EN FAIRE LE MOINS POSSIBLE.

Lorsque je demande à un élève d’en faire le moins possible, je me dois de lui expliquer qu’ il peut répondre à cette demande de diverses manières.

Reprenons quelques points importants concernant les aides :

Premier point : selon les exercices, les actions du cavalier nécessitent des associations d’aides plus ou moins complexes.

Second point : selon la réactivité du cheval au moment de la demande du cavalier, le dosage des aides peut varier.

Partant de ces deux concidérations, le cavalier doit chercher à en faire le moins possible.

Par rapport au premier point, et contrairement à ce que dit l’adage bien connu de tous : « Qui peut le plus, peut le moins », quelle que soit la complexité d’association des aides, il s’agit de n’utiliser que les aides strictement nécessaires à l’action voulue. En effet, et si l’on prend l’exemple d’une épaule en dedans, combien voit-on de cavaliers mettre en place un maximum d’aides, et sans trop de discernement il faut bien le reconnaître, dans l’espoir d’obtenir ne serait-ce qu’un semblant d’épaule en dedans.

Et bien ça ne fonctionne pas ainsi, et cela n’engendre en général que désordre et perturbation chez le cheval qui n’y comprend pas grand chose.

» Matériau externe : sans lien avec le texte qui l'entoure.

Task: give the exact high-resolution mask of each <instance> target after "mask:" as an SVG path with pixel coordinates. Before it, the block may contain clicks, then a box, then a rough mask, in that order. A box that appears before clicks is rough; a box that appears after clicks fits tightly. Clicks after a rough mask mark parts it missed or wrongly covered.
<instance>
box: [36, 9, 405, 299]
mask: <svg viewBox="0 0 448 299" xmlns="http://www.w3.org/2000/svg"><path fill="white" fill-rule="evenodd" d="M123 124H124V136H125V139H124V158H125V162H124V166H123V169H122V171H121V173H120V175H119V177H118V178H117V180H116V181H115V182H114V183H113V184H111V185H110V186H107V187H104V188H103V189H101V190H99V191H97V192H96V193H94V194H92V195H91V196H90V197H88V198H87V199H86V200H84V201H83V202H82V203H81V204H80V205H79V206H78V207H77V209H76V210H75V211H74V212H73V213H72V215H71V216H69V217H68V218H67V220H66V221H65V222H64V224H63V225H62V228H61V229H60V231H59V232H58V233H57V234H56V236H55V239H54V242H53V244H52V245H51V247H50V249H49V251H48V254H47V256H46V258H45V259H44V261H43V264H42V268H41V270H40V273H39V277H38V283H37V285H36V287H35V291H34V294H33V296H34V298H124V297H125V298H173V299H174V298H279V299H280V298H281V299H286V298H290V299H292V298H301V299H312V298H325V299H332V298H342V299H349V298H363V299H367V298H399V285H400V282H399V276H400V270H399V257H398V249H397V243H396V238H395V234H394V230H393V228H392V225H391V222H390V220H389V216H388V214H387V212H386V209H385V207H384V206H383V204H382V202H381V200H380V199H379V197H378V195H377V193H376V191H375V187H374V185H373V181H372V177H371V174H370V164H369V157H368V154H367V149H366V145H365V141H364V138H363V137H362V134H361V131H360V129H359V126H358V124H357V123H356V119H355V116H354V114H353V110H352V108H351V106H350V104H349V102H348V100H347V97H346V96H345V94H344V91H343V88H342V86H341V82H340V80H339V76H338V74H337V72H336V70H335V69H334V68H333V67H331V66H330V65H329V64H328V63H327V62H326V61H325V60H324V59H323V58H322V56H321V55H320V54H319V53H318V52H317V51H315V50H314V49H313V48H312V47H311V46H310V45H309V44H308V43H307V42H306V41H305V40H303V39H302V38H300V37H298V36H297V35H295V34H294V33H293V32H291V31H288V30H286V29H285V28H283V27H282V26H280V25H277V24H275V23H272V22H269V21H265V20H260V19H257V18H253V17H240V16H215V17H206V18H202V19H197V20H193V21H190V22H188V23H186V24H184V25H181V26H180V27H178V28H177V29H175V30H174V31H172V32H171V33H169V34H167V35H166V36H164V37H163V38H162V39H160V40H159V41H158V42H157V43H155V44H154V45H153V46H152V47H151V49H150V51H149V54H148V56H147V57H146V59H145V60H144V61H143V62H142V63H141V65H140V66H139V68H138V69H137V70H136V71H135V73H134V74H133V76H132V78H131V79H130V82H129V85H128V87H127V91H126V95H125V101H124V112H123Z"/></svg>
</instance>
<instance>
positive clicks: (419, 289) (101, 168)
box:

Trop d’informations tuent l’information. Mieux vaut bien utiliser une aide, plutôt que deux,  de manière inappropriée.

 Par rapport au second point, même si l’on sait que le cheval que l’on monte a une faible réactivité, il faut toujours chercher à commencer par une action la plus faiblement dosée, donc là encore en faire d’abord le moins possible, ceci pour abaisser le seuil de réponse de l’animal. En effet, si l’on agit « fort » de suite, on ne donne aucune chance au cheval d’apprendre à répondre un jour à des aides fines et délicates, pour la simple raison qu’elles sont inexistantes. De plus, le cavalier perd autant d’occasions d’apprendre à travailler dans la décontraction.

Par contre il est bien évident qui si l’on doit augmenter l’intensité de l’action, on peut le faire, mais en prenant garde de ne contracter que les seuls muscles nécessaires à la réalisation de cette action.

Si d’autres groupes musculaires se contractent inutilement, c’est autant d’informations parasites reçues par le cheval, et qui risquent de rendre l’action initiale incohérente. 

Augmenter l’intensité d’une action, ne doit pas en modifier la qualité.